Optimize the mark stage for GCS for Container Registry garbage collection
Problem to solve
For organizations that build and publish many Docker images to their Gitlab Container Registry, it is vital that they are able to easily and efficiently delete old, unused images from storage. The problem is that the garbage collection algorithm is inefficient and can take a long time to run.
There are two key stages to the process, the
mark stage, which identifies which images/tags can be deleted, and the
sweep stage, which deletes them. We recently optimized both of these stages for S3 and saw significant improvements. We need to do the same for Google cloud storage, so that we can unblock our customers utilizing GCS from running garbage collection and lowering their cost of storage.
This issue will focus on improving the
Identify and implement performance optimizations for the
mark stage of the garbage collection algorithm for GCS.

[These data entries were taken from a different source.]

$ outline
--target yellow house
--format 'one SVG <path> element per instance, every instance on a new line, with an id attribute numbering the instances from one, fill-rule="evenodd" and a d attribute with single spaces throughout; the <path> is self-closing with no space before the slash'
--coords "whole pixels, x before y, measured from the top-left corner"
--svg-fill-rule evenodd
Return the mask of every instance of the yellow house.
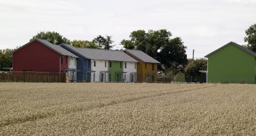
<path id="1" fill-rule="evenodd" d="M 160 63 L 141 50 L 125 49 L 126 54 L 137 60 L 137 81 L 154 83 L 157 81 L 157 65 Z"/>

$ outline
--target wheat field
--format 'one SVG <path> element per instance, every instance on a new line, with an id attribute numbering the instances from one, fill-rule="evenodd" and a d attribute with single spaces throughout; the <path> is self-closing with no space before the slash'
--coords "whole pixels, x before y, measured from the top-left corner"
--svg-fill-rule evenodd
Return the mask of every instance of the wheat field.
<path id="1" fill-rule="evenodd" d="M 0 135 L 255 135 L 256 86 L 0 83 Z"/>

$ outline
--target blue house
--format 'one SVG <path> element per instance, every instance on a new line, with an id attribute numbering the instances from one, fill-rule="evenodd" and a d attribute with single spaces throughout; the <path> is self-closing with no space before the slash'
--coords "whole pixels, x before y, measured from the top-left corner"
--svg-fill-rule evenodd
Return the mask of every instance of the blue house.
<path id="1" fill-rule="evenodd" d="M 77 60 L 77 80 L 87 81 L 136 81 L 139 62 L 123 51 L 77 48 L 61 44 L 61 47 L 79 57 Z M 131 79 L 133 78 L 133 80 Z"/>
<path id="2" fill-rule="evenodd" d="M 77 81 L 86 80 L 87 81 L 90 81 L 90 79 L 91 79 L 91 73 L 94 72 L 91 70 L 92 66 L 91 60 L 88 59 L 84 56 L 84 52 L 71 45 L 62 43 L 60 46 L 72 53 L 77 55 L 79 58 L 79 59 L 76 60 L 77 69 L 81 70 L 77 72 Z"/>

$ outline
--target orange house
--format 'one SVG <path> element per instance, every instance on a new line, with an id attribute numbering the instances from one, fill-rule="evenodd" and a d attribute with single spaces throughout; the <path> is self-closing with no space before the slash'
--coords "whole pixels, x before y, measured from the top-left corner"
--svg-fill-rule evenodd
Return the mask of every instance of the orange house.
<path id="1" fill-rule="evenodd" d="M 141 50 L 125 49 L 125 53 L 137 60 L 137 81 L 157 81 L 157 65 L 160 63 Z"/>

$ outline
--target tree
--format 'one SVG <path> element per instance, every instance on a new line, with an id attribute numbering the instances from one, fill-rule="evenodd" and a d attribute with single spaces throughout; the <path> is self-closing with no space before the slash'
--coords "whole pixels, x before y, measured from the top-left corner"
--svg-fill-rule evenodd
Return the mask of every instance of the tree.
<path id="1" fill-rule="evenodd" d="M 70 41 L 69 39 L 67 39 L 66 37 L 62 38 L 62 37 L 63 36 L 60 35 L 59 33 L 54 32 L 54 31 L 52 32 L 50 31 L 47 31 L 46 32 L 45 32 L 45 31 L 40 31 L 40 33 L 37 33 L 37 34 L 33 36 L 33 38 L 30 40 L 30 41 L 31 41 L 36 38 L 48 40 L 50 43 L 55 44 L 60 44 L 61 43 L 70 44 Z"/>
<path id="2" fill-rule="evenodd" d="M 99 48 L 104 48 L 104 49 L 111 49 L 115 45 L 111 45 L 114 41 L 111 40 L 112 36 L 106 35 L 106 38 L 99 35 L 93 40 L 93 42 L 98 45 Z"/>
<path id="3" fill-rule="evenodd" d="M 187 63 L 186 48 L 181 38 L 172 39 L 164 44 L 158 52 L 159 61 L 164 64 L 166 68 L 179 69 L 180 65 L 185 65 Z"/>
<path id="4" fill-rule="evenodd" d="M 245 31 L 247 37 L 244 38 L 244 42 L 248 42 L 247 47 L 256 52 L 256 23 L 251 25 L 249 29 Z"/>
<path id="5" fill-rule="evenodd" d="M 70 43 L 75 47 L 99 48 L 98 45 L 95 44 L 93 42 L 87 40 L 74 40 Z"/>
<path id="6" fill-rule="evenodd" d="M 166 69 L 176 69 L 180 64 L 186 64 L 186 47 L 181 38 L 171 39 L 170 32 L 165 29 L 158 31 L 138 30 L 132 32 L 130 40 L 122 40 L 120 43 L 126 49 L 140 50 L 164 64 Z M 158 69 L 161 69 L 158 65 Z"/>
<path id="7" fill-rule="evenodd" d="M 197 59 L 190 61 L 185 68 L 186 75 L 201 76 L 205 73 L 199 72 L 199 70 L 207 70 L 207 60 L 204 59 Z"/>
<path id="8" fill-rule="evenodd" d="M 12 67 L 12 56 L 9 54 L 13 51 L 15 49 L 0 49 L 0 71 L 9 71 L 3 68 Z"/>

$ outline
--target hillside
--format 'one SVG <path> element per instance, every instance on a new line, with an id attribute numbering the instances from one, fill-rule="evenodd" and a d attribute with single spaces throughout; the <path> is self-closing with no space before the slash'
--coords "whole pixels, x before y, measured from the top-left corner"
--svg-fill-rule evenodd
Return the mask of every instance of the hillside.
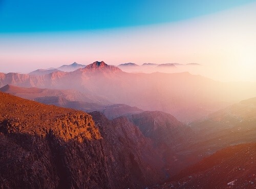
<path id="1" fill-rule="evenodd" d="M 153 188 L 254 188 L 256 187 L 256 143 L 229 147 L 204 158 Z"/>
<path id="2" fill-rule="evenodd" d="M 0 108 L 2 188 L 141 187 L 164 178 L 152 141 L 127 119 L 95 112 L 95 124 L 83 112 L 1 92 Z"/>

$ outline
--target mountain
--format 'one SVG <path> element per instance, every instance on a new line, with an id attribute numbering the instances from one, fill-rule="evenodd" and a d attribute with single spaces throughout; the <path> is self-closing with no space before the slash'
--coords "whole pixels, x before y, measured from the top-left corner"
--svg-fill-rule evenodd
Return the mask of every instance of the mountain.
<path id="1" fill-rule="evenodd" d="M 131 107 L 123 104 L 105 106 L 103 108 L 99 109 L 97 111 L 102 112 L 110 120 L 113 120 L 120 116 L 127 117 L 131 115 L 141 113 L 143 111 L 137 107 Z"/>
<path id="2" fill-rule="evenodd" d="M 169 113 L 186 123 L 256 93 L 255 83 L 223 83 L 188 73 L 131 74 L 103 61 L 69 73 L 0 74 L 0 86 L 7 84 L 75 89 L 114 104 Z"/>
<path id="3" fill-rule="evenodd" d="M 173 169 L 184 169 L 225 147 L 256 143 L 255 99 L 242 101 L 190 123 L 193 134 L 186 143 L 175 147 L 177 160 Z"/>
<path id="4" fill-rule="evenodd" d="M 46 74 L 49 74 L 52 73 L 53 72 L 62 72 L 57 69 L 38 69 L 35 71 L 30 72 L 29 75 L 43 75 Z"/>
<path id="5" fill-rule="evenodd" d="M 0 92 L 3 188 L 143 187 L 162 161 L 136 126 Z"/>
<path id="6" fill-rule="evenodd" d="M 190 127 L 173 115 L 158 111 L 144 111 L 132 115 L 129 119 L 144 136 L 152 140 L 158 154 L 164 160 L 167 177 L 175 175 L 181 168 L 189 164 L 182 159 L 177 159 L 179 154 L 176 148 L 182 144 L 185 146 L 191 139 L 194 133 Z M 178 163 L 177 161 L 179 161 Z M 183 167 L 179 165 L 180 162 Z"/>
<path id="7" fill-rule="evenodd" d="M 161 64 L 157 65 L 157 68 L 176 68 L 176 66 L 174 64 L 174 63 L 166 63 L 166 64 Z"/>
<path id="8" fill-rule="evenodd" d="M 59 90 L 36 87 L 26 88 L 6 85 L 0 88 L 0 91 L 36 101 L 38 101 L 37 100 L 44 98 L 45 104 L 52 104 L 47 100 L 47 98 L 49 98 L 51 97 L 58 97 L 69 101 L 81 101 L 99 104 L 101 104 L 102 106 L 112 104 L 102 97 L 96 95 L 86 94 L 75 90 Z M 41 102 L 40 101 L 38 102 Z M 53 104 L 61 106 L 60 104 L 58 105 L 55 103 Z"/>
<path id="9" fill-rule="evenodd" d="M 117 66 L 118 67 L 124 67 L 124 66 L 139 66 L 139 65 L 136 64 L 134 63 L 129 62 L 125 63 L 124 64 L 121 64 Z"/>
<path id="10" fill-rule="evenodd" d="M 256 143 L 228 147 L 154 188 L 255 188 L 255 156 Z"/>
<path id="11" fill-rule="evenodd" d="M 136 107 L 125 104 L 112 104 L 102 97 L 85 94 L 74 90 L 26 88 L 6 85 L 0 88 L 0 91 L 43 104 L 73 108 L 86 112 L 99 111 L 111 120 L 143 111 Z"/>
<path id="12" fill-rule="evenodd" d="M 80 69 L 82 72 L 120 72 L 121 70 L 117 67 L 108 65 L 103 61 L 96 61 L 92 64 L 87 65 L 86 67 Z"/>
<path id="13" fill-rule="evenodd" d="M 154 63 L 144 63 L 142 65 L 143 66 L 156 66 L 158 65 L 159 65 L 159 64 L 155 64 Z"/>
<path id="14" fill-rule="evenodd" d="M 190 132 L 189 127 L 173 115 L 159 111 L 144 111 L 131 115 L 129 119 L 145 136 L 151 138 L 157 145 L 163 143 L 172 146 L 182 143 Z"/>
<path id="15" fill-rule="evenodd" d="M 76 62 L 70 65 L 63 65 L 56 69 L 63 72 L 73 72 L 79 68 L 83 68 L 86 66 L 86 65 L 79 64 Z"/>

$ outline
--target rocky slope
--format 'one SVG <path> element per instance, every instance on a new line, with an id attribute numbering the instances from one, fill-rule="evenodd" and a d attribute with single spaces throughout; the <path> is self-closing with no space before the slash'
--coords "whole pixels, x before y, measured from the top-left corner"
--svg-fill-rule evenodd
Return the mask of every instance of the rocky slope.
<path id="1" fill-rule="evenodd" d="M 83 112 L 2 92 L 0 109 L 1 188 L 141 187 L 164 175 L 127 119 L 94 112 L 95 125 Z"/>
<path id="2" fill-rule="evenodd" d="M 104 97 L 113 103 L 169 113 L 187 122 L 223 108 L 231 101 L 252 97 L 256 88 L 253 83 L 233 85 L 188 73 L 127 73 L 102 61 L 68 73 L 41 76 L 0 74 L 0 87 L 7 84 L 72 88 Z"/>
<path id="3" fill-rule="evenodd" d="M 173 176 L 188 163 L 179 159 L 176 148 L 185 146 L 194 133 L 173 115 L 163 112 L 144 111 L 129 116 L 142 134 L 154 142 L 155 150 L 164 162 L 168 176 Z"/>
<path id="4" fill-rule="evenodd" d="M 256 143 L 229 147 L 206 157 L 154 188 L 254 188 Z"/>
<path id="5" fill-rule="evenodd" d="M 6 85 L 0 88 L 0 91 L 8 93 L 26 99 L 35 100 L 36 101 L 37 101 L 36 99 L 45 97 L 44 103 L 49 104 L 54 104 L 48 103 L 47 97 L 58 97 L 69 101 L 80 101 L 97 103 L 102 105 L 112 104 L 106 99 L 101 97 L 82 93 L 76 90 L 60 90 L 36 87 L 27 88 Z M 50 99 L 50 100 L 51 100 Z M 54 105 L 57 105 L 55 104 Z"/>

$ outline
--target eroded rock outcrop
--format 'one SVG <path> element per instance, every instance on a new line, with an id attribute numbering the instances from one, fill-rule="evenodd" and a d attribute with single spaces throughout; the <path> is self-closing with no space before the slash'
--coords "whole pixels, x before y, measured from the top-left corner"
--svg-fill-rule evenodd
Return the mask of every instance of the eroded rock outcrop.
<path id="1" fill-rule="evenodd" d="M 150 139 L 120 117 L 0 92 L 0 187 L 142 187 L 164 176 Z"/>

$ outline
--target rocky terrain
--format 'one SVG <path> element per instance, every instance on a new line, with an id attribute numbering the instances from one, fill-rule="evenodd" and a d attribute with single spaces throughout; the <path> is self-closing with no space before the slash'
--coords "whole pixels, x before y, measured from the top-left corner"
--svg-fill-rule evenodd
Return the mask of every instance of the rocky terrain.
<path id="1" fill-rule="evenodd" d="M 103 61 L 73 72 L 40 76 L 0 73 L 0 87 L 7 84 L 75 89 L 102 97 L 114 104 L 167 112 L 186 123 L 203 117 L 233 102 L 252 97 L 256 90 L 254 83 L 233 85 L 188 73 L 127 73 Z"/>
<path id="2" fill-rule="evenodd" d="M 164 177 L 152 141 L 126 118 L 95 112 L 95 124 L 83 112 L 3 92 L 0 108 L 2 188 L 135 188 Z"/>
<path id="3" fill-rule="evenodd" d="M 44 97 L 44 103 L 53 104 L 48 102 L 47 97 L 60 97 L 69 101 L 79 101 L 97 103 L 102 105 L 111 104 L 105 98 L 95 94 L 87 94 L 76 90 L 60 90 L 36 87 L 20 87 L 17 86 L 6 85 L 0 88 L 0 91 L 8 93 L 24 99 L 33 100 Z M 50 100 L 51 100 L 50 99 Z M 56 105 L 56 104 L 54 104 Z M 61 105 L 59 106 L 61 106 Z"/>
<path id="4" fill-rule="evenodd" d="M 154 188 L 255 188 L 256 143 L 227 147 Z"/>

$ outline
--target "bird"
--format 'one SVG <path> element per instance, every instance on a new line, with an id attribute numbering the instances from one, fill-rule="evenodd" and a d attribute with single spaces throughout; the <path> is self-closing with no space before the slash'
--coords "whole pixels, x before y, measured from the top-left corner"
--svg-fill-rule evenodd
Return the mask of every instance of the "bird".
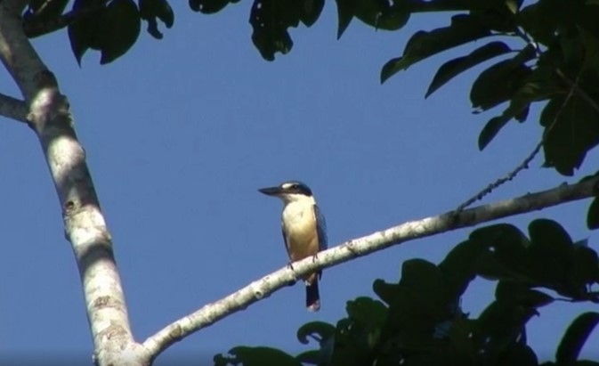
<path id="1" fill-rule="evenodd" d="M 327 223 L 308 185 L 300 181 L 289 181 L 258 191 L 283 201 L 281 229 L 292 269 L 293 262 L 316 256 L 327 248 Z M 319 280 L 321 277 L 322 271 L 317 271 L 303 278 L 306 287 L 306 307 L 311 312 L 320 309 Z"/>

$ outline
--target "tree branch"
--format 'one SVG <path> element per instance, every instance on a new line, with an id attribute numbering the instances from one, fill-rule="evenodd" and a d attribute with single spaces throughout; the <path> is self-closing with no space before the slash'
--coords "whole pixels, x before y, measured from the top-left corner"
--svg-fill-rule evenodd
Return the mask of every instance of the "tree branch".
<path id="1" fill-rule="evenodd" d="M 147 366 L 134 340 L 110 233 L 93 188 L 67 98 L 23 32 L 21 17 L 0 0 L 0 59 L 26 104 L 27 120 L 42 145 L 62 210 L 65 235 L 81 275 L 95 364 Z"/>
<path id="2" fill-rule="evenodd" d="M 0 116 L 28 123 L 27 113 L 25 102 L 0 94 Z"/>
<path id="3" fill-rule="evenodd" d="M 479 206 L 461 212 L 411 221 L 361 238 L 345 241 L 328 250 L 294 263 L 255 281 L 228 297 L 208 304 L 198 311 L 169 324 L 143 342 L 152 359 L 174 343 L 215 321 L 247 308 L 274 291 L 295 282 L 303 275 L 318 269 L 332 267 L 358 256 L 379 251 L 409 240 L 425 238 L 464 227 L 474 226 L 502 217 L 549 207 L 564 202 L 583 199 L 599 193 L 599 177 L 552 190 Z"/>

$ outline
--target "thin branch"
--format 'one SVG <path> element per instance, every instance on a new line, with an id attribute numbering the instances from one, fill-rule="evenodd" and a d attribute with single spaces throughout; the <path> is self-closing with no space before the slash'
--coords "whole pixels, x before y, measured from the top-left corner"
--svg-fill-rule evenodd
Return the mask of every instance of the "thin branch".
<path id="1" fill-rule="evenodd" d="M 582 69 L 580 69 L 580 71 L 582 71 Z M 584 90 L 582 90 L 580 88 L 580 86 L 579 86 L 578 79 L 580 76 L 579 73 L 579 77 L 577 77 L 577 80 L 572 81 L 572 80 L 570 79 L 570 77 L 568 77 L 567 75 L 565 75 L 563 72 L 562 72 L 561 69 L 555 69 L 555 72 L 557 73 L 557 76 L 559 76 L 562 78 L 562 80 L 563 80 L 563 82 L 568 84 L 568 86 L 573 88 L 576 91 L 576 94 L 580 98 L 582 98 L 585 102 L 587 102 L 596 112 L 599 113 L 599 104 L 597 104 L 597 102 L 595 102 L 595 100 L 593 98 L 591 98 L 590 95 L 588 95 L 587 94 L 587 92 L 585 92 Z"/>
<path id="2" fill-rule="evenodd" d="M 25 102 L 0 94 L 0 116 L 28 123 L 27 113 L 28 108 Z"/>
<path id="3" fill-rule="evenodd" d="M 599 192 L 599 177 L 552 190 L 479 206 L 459 213 L 446 214 L 408 222 L 370 235 L 345 241 L 335 248 L 294 263 L 255 281 L 228 297 L 208 304 L 198 311 L 165 327 L 143 342 L 143 346 L 156 358 L 168 346 L 185 337 L 215 323 L 234 313 L 247 308 L 274 291 L 294 282 L 297 278 L 317 269 L 332 267 L 355 257 L 379 251 L 409 240 L 425 238 L 451 230 L 474 226 L 502 217 L 556 206 L 564 202 L 583 199 Z"/>
<path id="4" fill-rule="evenodd" d="M 540 151 L 541 147 L 545 144 L 545 141 L 546 139 L 546 136 L 547 136 L 549 131 L 551 131 L 554 128 L 554 126 L 555 126 L 555 124 L 557 123 L 557 118 L 562 114 L 562 110 L 563 110 L 563 108 L 566 106 L 566 104 L 568 104 L 568 102 L 570 102 L 571 98 L 574 94 L 574 90 L 576 90 L 576 87 L 577 87 L 578 83 L 579 83 L 579 77 L 580 77 L 580 74 L 579 74 L 579 76 L 576 77 L 575 83 L 570 88 L 570 91 L 568 92 L 568 95 L 563 100 L 563 102 L 560 106 L 560 109 L 557 110 L 557 113 L 555 113 L 555 117 L 554 117 L 553 121 L 551 121 L 551 125 L 549 125 L 545 129 L 545 131 L 543 132 L 543 136 L 541 137 L 541 141 L 539 141 L 538 143 L 537 143 L 537 146 L 535 146 L 535 148 L 529 154 L 529 156 L 527 156 L 526 159 L 524 159 L 524 160 L 518 167 L 515 167 L 515 169 L 514 169 L 513 171 L 508 173 L 506 176 L 501 177 L 501 178 L 498 179 L 497 181 L 493 182 L 492 183 L 489 184 L 485 189 L 483 189 L 480 192 L 476 193 L 475 195 L 474 195 L 473 197 L 468 199 L 465 202 L 459 205 L 457 207 L 457 208 L 456 208 L 456 212 L 461 212 L 462 210 L 464 210 L 464 208 L 469 207 L 470 205 L 476 202 L 477 200 L 482 199 L 482 198 L 484 196 L 486 196 L 487 194 L 493 191 L 493 190 L 495 190 L 496 188 L 498 188 L 500 185 L 504 184 L 505 183 L 509 182 L 512 179 L 514 179 L 518 175 L 518 173 L 522 172 L 524 169 L 528 169 L 529 164 L 530 164 L 530 161 L 532 161 L 532 159 L 535 159 L 537 154 L 538 154 L 538 151 Z"/>

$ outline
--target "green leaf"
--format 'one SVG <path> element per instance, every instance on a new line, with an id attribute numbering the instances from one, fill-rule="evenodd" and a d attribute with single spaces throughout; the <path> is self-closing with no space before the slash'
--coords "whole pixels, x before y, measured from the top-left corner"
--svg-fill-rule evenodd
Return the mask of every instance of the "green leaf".
<path id="1" fill-rule="evenodd" d="M 102 13 L 99 31 L 101 32 L 101 57 L 105 65 L 124 55 L 140 36 L 141 20 L 134 0 L 113 0 Z"/>
<path id="2" fill-rule="evenodd" d="M 444 85 L 448 81 L 468 69 L 510 51 L 512 51 L 511 48 L 503 42 L 491 42 L 475 49 L 467 56 L 458 57 L 445 62 L 439 68 L 434 77 L 433 77 L 433 82 L 428 87 L 425 98 L 428 98 L 429 95 Z"/>
<path id="3" fill-rule="evenodd" d="M 571 365 L 578 360 L 588 336 L 599 323 L 599 313 L 588 312 L 580 314 L 566 329 L 555 353 L 555 361 L 561 365 Z"/>
<path id="4" fill-rule="evenodd" d="M 302 366 L 295 358 L 276 348 L 239 346 L 232 348 L 229 354 L 231 356 L 215 356 L 215 362 L 218 361 L 221 365 L 242 363 L 244 366 Z"/>
<path id="5" fill-rule="evenodd" d="M 148 21 L 148 33 L 156 39 L 162 39 L 157 19 L 162 20 L 166 28 L 174 24 L 174 12 L 166 0 L 139 0 L 140 17 Z"/>
<path id="6" fill-rule="evenodd" d="M 589 230 L 599 229 L 599 199 L 595 198 L 587 213 L 587 227 Z"/>
<path id="7" fill-rule="evenodd" d="M 545 166 L 563 175 L 580 167 L 587 152 L 599 143 L 599 113 L 576 94 L 554 97 L 541 113 L 545 127 Z"/>
<path id="8" fill-rule="evenodd" d="M 403 55 L 393 59 L 383 66 L 381 83 L 399 71 L 430 56 L 465 43 L 491 35 L 490 30 L 476 18 L 467 14 L 451 17 L 449 27 L 439 28 L 430 32 L 418 31 L 408 41 Z"/>

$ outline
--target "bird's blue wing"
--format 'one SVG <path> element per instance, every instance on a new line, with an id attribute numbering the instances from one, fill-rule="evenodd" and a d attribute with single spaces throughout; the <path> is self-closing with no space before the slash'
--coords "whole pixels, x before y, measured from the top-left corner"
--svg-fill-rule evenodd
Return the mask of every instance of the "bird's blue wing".
<path id="1" fill-rule="evenodd" d="M 285 250 L 289 254 L 289 243 L 287 241 L 287 234 L 285 233 L 285 225 L 283 223 L 280 224 L 280 232 L 283 234 L 283 244 L 285 244 Z"/>
<path id="2" fill-rule="evenodd" d="M 316 216 L 316 227 L 319 234 L 319 250 L 325 250 L 328 248 L 328 239 L 327 238 L 327 221 L 324 215 L 320 212 L 318 205 L 314 205 L 314 216 Z"/>

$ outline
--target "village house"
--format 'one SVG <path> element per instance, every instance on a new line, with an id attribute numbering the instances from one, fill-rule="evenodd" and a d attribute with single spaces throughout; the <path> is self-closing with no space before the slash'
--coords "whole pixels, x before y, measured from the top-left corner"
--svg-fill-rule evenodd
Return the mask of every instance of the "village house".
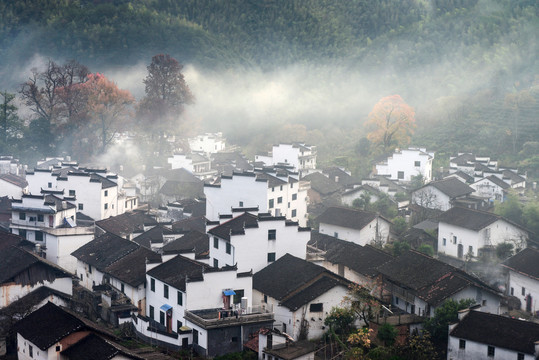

- Since gitlab.com utilizes GCS for Container Registry storage, we can run performance tests and benchmarks on dev.gitlab.com. This will help inform how we can scale to the production version of gitlab.com
Permissions and Security
- There are no permissions changes needed for this issue.
- There are no documentation changes needed for this issue.
Availability & Testing
What does success look like, and how can we measure that?
Success feels like
- We see similar performance gains to the optimizations we made for S3, in which we saw GC (for 15k blobs) go from 2 hours to 93 seconds.
- We enable our customers utilizing large amounts of storage on GCS to run GC and greatly reduce their storage costs.
- We utilize our learnings to better understand how to reduce storage costs for GitLab.com
- #38052 breaks out the metrics we would like to track for understanding usage and adoption of garbage collection
What is the type of buyer?
- This problem impacts our larger customers most, as they typically have many teams building many images.